7. A national partner has stayed with us all week assisting us with language, transportation, logistics, etc. She has been WONDERFUL. This is the 2nd time I've worked with her and the 3rd time for our school; thus she's no longer a coworker but a friend. It breaks my heart to leave her, not only because I'm leaving her friendship not knowing when I'll see her again, but because I know that I'm leaving her without a loving understanding and belief in the Gospel. I've had a really hard time with that tonight. Please join me in praying for my her.
8. Grace. I've seen the grace of God move and change my heart in a variety of ways towards persons, organizations, etc. this week. Ironically, it's not that my opinion has changed, but my heart attitude towards these things have been shifting and that is a HUGE answer to prayer. I've been praying for a while that God would release me from the negative attitude I've held towards them.
9. I really like living with the CGCS staffers & families for a week. I'm obviously partial to the women (Lesley & Charlotte), but the guys aren't so bad either when they behave (Scott, Greg, & Dr. Akin). ;)
10. I will miss the ginormous window strategically placed beside my bathtub that takes up almost the entire wall.

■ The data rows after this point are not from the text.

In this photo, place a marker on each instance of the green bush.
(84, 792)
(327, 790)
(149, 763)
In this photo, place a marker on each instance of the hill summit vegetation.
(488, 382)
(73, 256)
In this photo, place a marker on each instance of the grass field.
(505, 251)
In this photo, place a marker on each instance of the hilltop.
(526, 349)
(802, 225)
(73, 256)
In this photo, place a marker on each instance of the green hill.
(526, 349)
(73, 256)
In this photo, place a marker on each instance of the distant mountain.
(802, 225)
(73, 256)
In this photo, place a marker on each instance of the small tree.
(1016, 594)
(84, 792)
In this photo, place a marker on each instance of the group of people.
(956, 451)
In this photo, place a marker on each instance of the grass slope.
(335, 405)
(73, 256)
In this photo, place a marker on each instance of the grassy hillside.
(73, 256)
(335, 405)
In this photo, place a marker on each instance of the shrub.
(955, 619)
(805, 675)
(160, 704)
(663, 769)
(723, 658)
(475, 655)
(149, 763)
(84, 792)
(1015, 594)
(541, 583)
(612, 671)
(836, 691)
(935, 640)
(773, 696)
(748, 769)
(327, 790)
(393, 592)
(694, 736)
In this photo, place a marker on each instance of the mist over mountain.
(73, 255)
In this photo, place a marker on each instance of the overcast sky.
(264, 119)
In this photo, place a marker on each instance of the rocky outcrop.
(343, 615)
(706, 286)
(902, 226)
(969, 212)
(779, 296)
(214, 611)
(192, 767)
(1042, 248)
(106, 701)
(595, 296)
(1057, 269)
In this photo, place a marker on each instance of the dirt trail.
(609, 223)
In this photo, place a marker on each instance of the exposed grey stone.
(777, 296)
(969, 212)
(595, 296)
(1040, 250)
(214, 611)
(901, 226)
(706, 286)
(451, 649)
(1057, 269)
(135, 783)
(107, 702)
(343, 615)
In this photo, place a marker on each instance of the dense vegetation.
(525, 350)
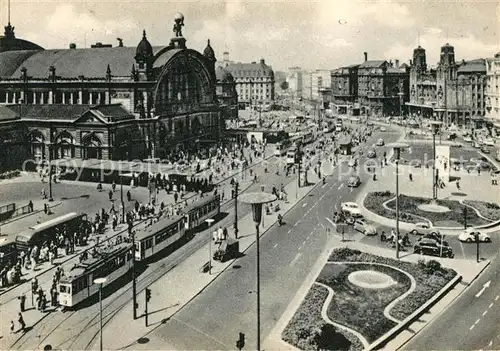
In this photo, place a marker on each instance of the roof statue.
(179, 23)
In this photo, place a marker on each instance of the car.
(353, 181)
(469, 236)
(371, 154)
(361, 226)
(351, 208)
(433, 248)
(423, 228)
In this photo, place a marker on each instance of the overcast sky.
(310, 34)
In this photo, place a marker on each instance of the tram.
(158, 237)
(168, 231)
(71, 223)
(109, 262)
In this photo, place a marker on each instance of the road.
(78, 329)
(226, 307)
(472, 322)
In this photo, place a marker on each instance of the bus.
(281, 147)
(290, 156)
(69, 223)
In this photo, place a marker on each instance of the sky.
(322, 34)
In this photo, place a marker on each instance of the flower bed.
(410, 213)
(488, 210)
(303, 329)
(359, 308)
(429, 276)
(10, 174)
(374, 202)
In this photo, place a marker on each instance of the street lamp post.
(100, 281)
(397, 151)
(209, 221)
(434, 126)
(257, 200)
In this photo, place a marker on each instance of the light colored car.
(353, 181)
(361, 226)
(351, 208)
(423, 228)
(469, 237)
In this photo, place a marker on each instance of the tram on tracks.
(168, 231)
(111, 262)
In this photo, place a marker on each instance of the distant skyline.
(286, 33)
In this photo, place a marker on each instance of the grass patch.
(359, 308)
(374, 202)
(410, 213)
(308, 331)
(429, 276)
(488, 210)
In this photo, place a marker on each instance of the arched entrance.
(64, 145)
(36, 140)
(91, 147)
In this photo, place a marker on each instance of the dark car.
(432, 248)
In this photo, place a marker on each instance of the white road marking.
(297, 256)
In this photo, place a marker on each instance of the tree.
(284, 85)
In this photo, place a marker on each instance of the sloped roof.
(11, 60)
(372, 64)
(72, 63)
(7, 114)
(478, 65)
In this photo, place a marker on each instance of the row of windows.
(168, 232)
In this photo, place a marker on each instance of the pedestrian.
(21, 322)
(22, 302)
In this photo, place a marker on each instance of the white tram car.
(166, 232)
(78, 284)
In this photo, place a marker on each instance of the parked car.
(351, 208)
(361, 226)
(354, 181)
(371, 153)
(423, 228)
(433, 248)
(469, 236)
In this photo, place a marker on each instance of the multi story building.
(254, 82)
(374, 87)
(107, 102)
(492, 93)
(453, 92)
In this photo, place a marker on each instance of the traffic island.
(363, 298)
(420, 209)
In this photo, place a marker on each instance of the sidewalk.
(181, 284)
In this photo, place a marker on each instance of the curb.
(451, 302)
(377, 344)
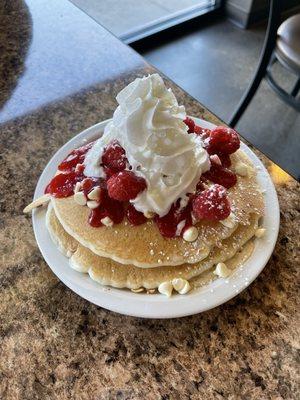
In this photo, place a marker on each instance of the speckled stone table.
(59, 73)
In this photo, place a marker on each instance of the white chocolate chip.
(107, 221)
(166, 288)
(150, 291)
(242, 169)
(80, 198)
(37, 203)
(230, 221)
(260, 232)
(190, 234)
(92, 204)
(182, 286)
(222, 271)
(139, 290)
(77, 187)
(95, 194)
(184, 201)
(179, 227)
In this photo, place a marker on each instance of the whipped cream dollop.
(148, 124)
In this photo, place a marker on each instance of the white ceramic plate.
(157, 305)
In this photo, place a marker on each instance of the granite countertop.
(59, 74)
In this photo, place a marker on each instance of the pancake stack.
(140, 258)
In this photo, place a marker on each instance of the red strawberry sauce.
(121, 185)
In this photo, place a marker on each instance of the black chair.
(280, 45)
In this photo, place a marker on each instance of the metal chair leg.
(268, 47)
(296, 88)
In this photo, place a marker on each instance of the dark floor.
(215, 64)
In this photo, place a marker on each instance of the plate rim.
(125, 302)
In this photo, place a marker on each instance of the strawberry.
(125, 186)
(190, 124)
(114, 156)
(223, 140)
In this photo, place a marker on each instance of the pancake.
(143, 246)
(108, 272)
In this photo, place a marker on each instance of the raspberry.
(134, 216)
(190, 124)
(125, 186)
(212, 204)
(203, 132)
(114, 156)
(221, 175)
(223, 140)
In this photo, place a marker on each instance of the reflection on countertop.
(55, 344)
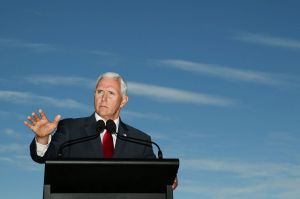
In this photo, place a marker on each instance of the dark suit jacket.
(69, 129)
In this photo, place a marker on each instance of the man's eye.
(99, 91)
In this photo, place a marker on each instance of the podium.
(110, 178)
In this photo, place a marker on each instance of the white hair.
(116, 76)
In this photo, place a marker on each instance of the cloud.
(165, 94)
(35, 47)
(268, 40)
(10, 133)
(242, 169)
(23, 162)
(61, 80)
(30, 98)
(157, 93)
(11, 148)
(223, 72)
(259, 180)
(152, 116)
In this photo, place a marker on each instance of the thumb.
(57, 119)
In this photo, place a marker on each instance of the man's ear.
(124, 101)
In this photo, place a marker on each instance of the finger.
(57, 119)
(43, 115)
(31, 120)
(35, 117)
(28, 125)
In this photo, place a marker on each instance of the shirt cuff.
(42, 148)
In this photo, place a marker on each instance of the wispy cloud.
(61, 81)
(154, 92)
(10, 133)
(12, 147)
(23, 162)
(30, 98)
(224, 72)
(165, 94)
(242, 169)
(35, 47)
(267, 40)
(152, 116)
(259, 179)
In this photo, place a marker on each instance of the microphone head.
(111, 126)
(100, 125)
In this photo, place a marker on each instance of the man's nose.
(104, 96)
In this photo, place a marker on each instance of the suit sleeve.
(58, 138)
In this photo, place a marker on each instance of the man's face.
(108, 99)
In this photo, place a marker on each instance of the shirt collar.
(117, 121)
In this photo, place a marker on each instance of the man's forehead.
(109, 82)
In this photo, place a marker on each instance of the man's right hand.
(41, 126)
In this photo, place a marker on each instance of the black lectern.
(113, 178)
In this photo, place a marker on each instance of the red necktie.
(107, 145)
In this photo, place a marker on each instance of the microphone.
(111, 127)
(100, 125)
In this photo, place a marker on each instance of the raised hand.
(41, 126)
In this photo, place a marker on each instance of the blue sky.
(215, 83)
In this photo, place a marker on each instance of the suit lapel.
(90, 129)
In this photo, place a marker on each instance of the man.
(109, 98)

And oh, did I mention that there are no blinds, curtains, ANYTHING? Yes, I'm on the 4th floor. Yes, it overlooks the Marmara and is a gorgeous view. Yes, I still use my bathtub. NO, I'm not buying that there is a special "film" that prevents you from peeping into my room at night when the lights are on inside. Yes... I will miss even that.

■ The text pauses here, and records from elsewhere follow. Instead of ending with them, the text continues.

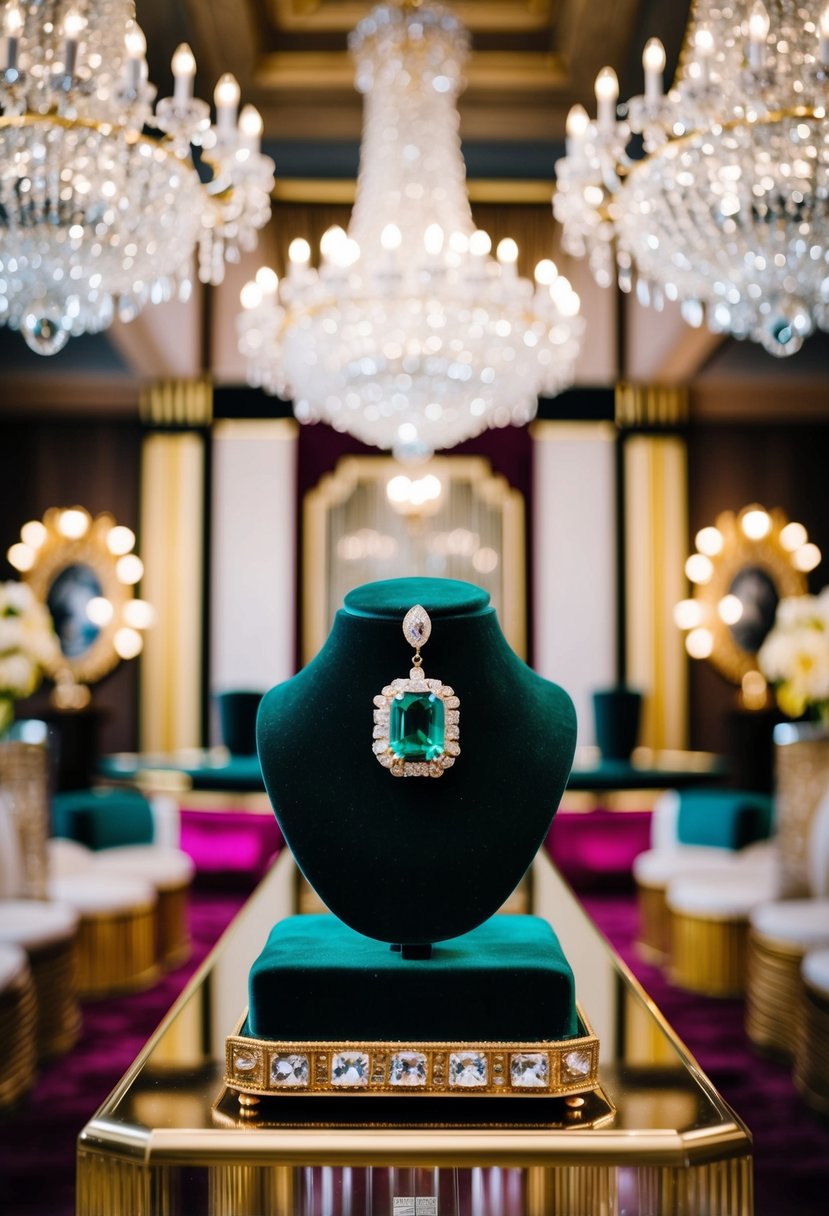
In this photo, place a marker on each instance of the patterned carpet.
(38, 1141)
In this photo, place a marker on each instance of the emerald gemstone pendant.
(417, 720)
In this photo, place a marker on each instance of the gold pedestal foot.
(248, 1103)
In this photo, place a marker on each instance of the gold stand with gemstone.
(430, 760)
(257, 1068)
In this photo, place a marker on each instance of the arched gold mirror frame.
(351, 508)
(67, 540)
(757, 547)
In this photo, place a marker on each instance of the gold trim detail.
(343, 190)
(117, 951)
(365, 474)
(739, 553)
(773, 992)
(417, 684)
(261, 1067)
(709, 953)
(650, 405)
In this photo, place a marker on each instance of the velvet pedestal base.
(506, 980)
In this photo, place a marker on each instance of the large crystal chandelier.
(96, 218)
(409, 335)
(728, 208)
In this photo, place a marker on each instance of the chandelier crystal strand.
(410, 336)
(99, 219)
(727, 210)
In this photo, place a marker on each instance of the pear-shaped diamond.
(417, 626)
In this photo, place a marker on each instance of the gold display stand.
(655, 1133)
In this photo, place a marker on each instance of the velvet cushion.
(725, 818)
(415, 860)
(102, 818)
(237, 720)
(506, 980)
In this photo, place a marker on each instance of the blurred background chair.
(48, 933)
(110, 834)
(694, 833)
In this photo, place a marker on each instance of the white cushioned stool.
(170, 872)
(812, 1043)
(709, 927)
(18, 1015)
(117, 930)
(780, 934)
(66, 857)
(48, 933)
(653, 871)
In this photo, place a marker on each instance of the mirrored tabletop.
(655, 1137)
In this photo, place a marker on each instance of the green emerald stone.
(416, 726)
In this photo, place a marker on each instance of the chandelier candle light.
(727, 209)
(96, 218)
(410, 336)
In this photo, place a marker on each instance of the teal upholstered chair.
(102, 818)
(237, 720)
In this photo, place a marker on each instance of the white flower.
(795, 654)
(27, 640)
(18, 675)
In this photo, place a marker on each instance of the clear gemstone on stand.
(417, 626)
(467, 1070)
(407, 1069)
(349, 1069)
(529, 1070)
(289, 1071)
(417, 726)
(244, 1062)
(577, 1064)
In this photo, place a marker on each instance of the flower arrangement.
(795, 656)
(27, 643)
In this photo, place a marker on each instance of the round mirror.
(742, 568)
(759, 598)
(68, 600)
(85, 572)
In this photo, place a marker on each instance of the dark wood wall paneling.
(783, 466)
(74, 462)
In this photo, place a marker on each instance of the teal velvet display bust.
(415, 860)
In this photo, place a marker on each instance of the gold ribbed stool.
(48, 933)
(653, 871)
(812, 1043)
(709, 930)
(17, 1025)
(117, 932)
(780, 934)
(170, 872)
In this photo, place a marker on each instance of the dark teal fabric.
(723, 818)
(507, 979)
(237, 720)
(415, 860)
(102, 818)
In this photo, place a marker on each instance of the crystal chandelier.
(727, 210)
(96, 218)
(409, 335)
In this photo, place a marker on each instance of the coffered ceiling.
(530, 60)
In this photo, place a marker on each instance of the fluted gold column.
(655, 539)
(173, 489)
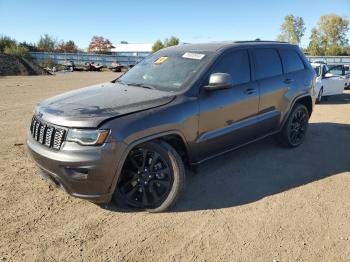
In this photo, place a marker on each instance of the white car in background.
(327, 83)
(342, 71)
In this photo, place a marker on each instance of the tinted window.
(237, 65)
(267, 63)
(336, 70)
(291, 60)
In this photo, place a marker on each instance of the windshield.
(317, 69)
(167, 70)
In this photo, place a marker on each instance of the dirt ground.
(259, 203)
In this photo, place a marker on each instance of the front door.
(228, 117)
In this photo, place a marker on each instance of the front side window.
(236, 64)
(267, 63)
(317, 69)
(166, 70)
(291, 60)
(336, 70)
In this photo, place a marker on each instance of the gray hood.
(89, 106)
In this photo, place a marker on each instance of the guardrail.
(132, 58)
(126, 59)
(330, 59)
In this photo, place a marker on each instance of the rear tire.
(319, 97)
(294, 130)
(152, 178)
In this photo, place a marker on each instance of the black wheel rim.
(320, 96)
(146, 179)
(298, 126)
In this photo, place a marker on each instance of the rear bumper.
(86, 172)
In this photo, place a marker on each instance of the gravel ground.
(259, 203)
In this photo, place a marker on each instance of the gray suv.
(129, 140)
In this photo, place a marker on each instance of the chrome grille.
(47, 135)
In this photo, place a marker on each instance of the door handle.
(250, 91)
(288, 80)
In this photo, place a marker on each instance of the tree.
(167, 42)
(99, 44)
(67, 47)
(30, 46)
(329, 38)
(6, 41)
(315, 45)
(292, 29)
(157, 46)
(47, 43)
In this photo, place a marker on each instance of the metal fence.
(132, 58)
(125, 59)
(330, 59)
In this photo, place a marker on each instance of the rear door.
(332, 80)
(274, 86)
(228, 117)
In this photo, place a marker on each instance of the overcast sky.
(147, 21)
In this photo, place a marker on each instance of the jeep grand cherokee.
(128, 140)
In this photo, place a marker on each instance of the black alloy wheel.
(298, 126)
(152, 177)
(294, 129)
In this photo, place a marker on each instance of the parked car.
(129, 140)
(116, 67)
(94, 66)
(343, 71)
(327, 84)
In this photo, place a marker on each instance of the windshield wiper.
(140, 85)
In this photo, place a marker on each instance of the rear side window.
(237, 65)
(291, 60)
(267, 63)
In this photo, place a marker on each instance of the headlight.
(87, 137)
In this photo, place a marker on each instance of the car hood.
(89, 106)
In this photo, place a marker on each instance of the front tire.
(294, 130)
(152, 178)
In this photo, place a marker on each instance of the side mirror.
(219, 81)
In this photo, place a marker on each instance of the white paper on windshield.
(193, 56)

Since I don't know quite when my next international trip will be, this makes the end of this one harder. When I say I love traveling, I really mean that I absolutely adore the different people and cultures I come in contact with. Sometimes when I'm overseas, I feel like I'm made for that particular moment... but that is a dangerous thought because if not maintained it could lead me to idolizing the international life and rejecting the sovereignty of God. So I must recognize God's sovereign hand in having me in Raleigh for this phase in life (& perhaps forever).
I'm thankful for these opportunities though. God is good in giving me these sweet moments.
So for now, goodbye Turkey. Much love to you all... see you on the western side of things.